The Land Beyond the Magic Mirror
- Code: EX2
- TSR product code: 9073
- Rules required: 1st Ed. AD&D
- Campaign setting: Generic / Greyhawk
- Authors: Gary Gygax
- First published: 1983

Linked modules
- EX1 EX2

= The Land Beyond the Magic Mirror =

Dungeons & Dragons adventure module

The Land Beyond the Magic Mirror (EX2) is an adventure module, written for use with the first edition Advanced Dungeons & Dragons roleplaying game. It is set in the World of Greyhawk campaign setting.

==Plot summary==
In this module, the player characters (PCs) plummet into a strange partial plane. They encounter the Jabberwock, the Bandersnatch, and the Walrus and the Carpenter, and become involved in a gigantic game of Chess.

==Publication history==
This module, like its companion Dungeonland, is a close adaptation of a work of fiction by Lewis Carroll (in this case, Through the Looking-Glass). The module was written by Gary Gygax and illustrated by Jim Holloway. It was published by TSR in 1983 as a 32-page booklet with an outer folder. An appendix to the module notes that Gygax adapted the module from his own D&D campaign.

To maintain the element of surprise, the module advises dungeon masters (DMs) to keep the players in the dark about what is happening as long as possible, although well-read players will eventually recognize the literary source of the encounters.

In keeping with its sense of oddity and surprise, the cover of this module depicts a scene from its companion adventure EX1 Dungeonland (a battle with a hangman tree). Similarly, the cover image of EX1 Dungeonland shows an encounter from this module (the attack of the roc raven).

Dungeonland and The Land Beyond the Magic Mirror were designed to allow the DM to place them as an extension of any existing dungeon intended for 9th-12th level characters.

==Reception==
Jim Bambra of White Dwarf magazine positively reviewed the module in issue 48, rating it 9 out of 10. He enjoyed the "rich vein of humour" that runs through both this module and Dungeonland. He felt that, while the modules could be played individually, they work best when played together as they frequently interconnect, and player characters adventuring in one module could suddenly find themselves in the other. Bambra felt that, since the modules were designed for higher-level characters, some of the encounters were inaccessible for lower-level characters. Despite this, he concluded that if players had high-level characters available, they should "by all means play them, you won't regret it."

Russell Grant Collins reviewed The Land Beyond the Magic Mirror for Fantasy Gamer magazine and stated that, "In conclusion, I find it hard to recommend this module except to people who simply adore [Lewis Carroll] and would like to see an adventure based on his works. I personally think that a good change-of-pace adventure could be created using the [Alice in Wonderland] books as a source, but I'd be inclined to make it of a lower level."

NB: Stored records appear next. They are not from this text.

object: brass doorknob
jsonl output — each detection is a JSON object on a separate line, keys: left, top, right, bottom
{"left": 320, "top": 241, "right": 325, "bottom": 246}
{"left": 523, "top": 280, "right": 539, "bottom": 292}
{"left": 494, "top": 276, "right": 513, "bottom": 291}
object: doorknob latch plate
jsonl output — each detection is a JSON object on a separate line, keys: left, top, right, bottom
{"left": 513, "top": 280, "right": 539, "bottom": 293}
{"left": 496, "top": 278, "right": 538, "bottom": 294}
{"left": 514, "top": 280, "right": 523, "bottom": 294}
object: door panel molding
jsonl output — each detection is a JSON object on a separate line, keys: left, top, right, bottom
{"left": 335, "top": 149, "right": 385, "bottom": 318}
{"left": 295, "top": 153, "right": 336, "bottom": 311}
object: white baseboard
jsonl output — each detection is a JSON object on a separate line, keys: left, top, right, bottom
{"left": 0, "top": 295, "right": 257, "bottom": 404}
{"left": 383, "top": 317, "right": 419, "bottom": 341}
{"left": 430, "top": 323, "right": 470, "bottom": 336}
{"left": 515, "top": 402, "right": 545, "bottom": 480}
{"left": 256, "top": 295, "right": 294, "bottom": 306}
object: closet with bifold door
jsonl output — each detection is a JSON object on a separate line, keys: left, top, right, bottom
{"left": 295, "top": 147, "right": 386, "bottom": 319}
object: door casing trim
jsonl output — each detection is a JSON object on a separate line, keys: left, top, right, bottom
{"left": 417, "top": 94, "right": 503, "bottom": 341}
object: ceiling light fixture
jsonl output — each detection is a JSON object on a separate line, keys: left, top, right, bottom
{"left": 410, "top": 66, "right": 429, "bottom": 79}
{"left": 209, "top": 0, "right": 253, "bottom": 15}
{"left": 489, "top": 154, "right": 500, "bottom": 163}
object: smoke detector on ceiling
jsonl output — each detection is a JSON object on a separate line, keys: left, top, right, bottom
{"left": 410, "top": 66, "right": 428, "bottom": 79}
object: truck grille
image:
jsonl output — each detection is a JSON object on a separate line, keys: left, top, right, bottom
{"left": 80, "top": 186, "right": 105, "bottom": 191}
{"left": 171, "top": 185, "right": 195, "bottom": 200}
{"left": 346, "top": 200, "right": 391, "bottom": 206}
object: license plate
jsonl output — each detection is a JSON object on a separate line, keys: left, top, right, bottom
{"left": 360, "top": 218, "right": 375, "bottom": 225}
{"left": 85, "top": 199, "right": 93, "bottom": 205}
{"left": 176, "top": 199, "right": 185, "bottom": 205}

Anders Swenson reviewed both Dungeonland and The Land Beyond the Magic Mirror for Different Worlds magazine and stated that "Given the limits of AD&D, this is not a bad job. The idea, of course, is not to rewrite Alice but to construct a fantasy role-playing game with encounters similar to those found in the two sourcebooks. And, with this perspective in mind, the two adventures succeed nicely. I would rate these two modules as excellent, certainly among the most imaginative adventures published in our hobby."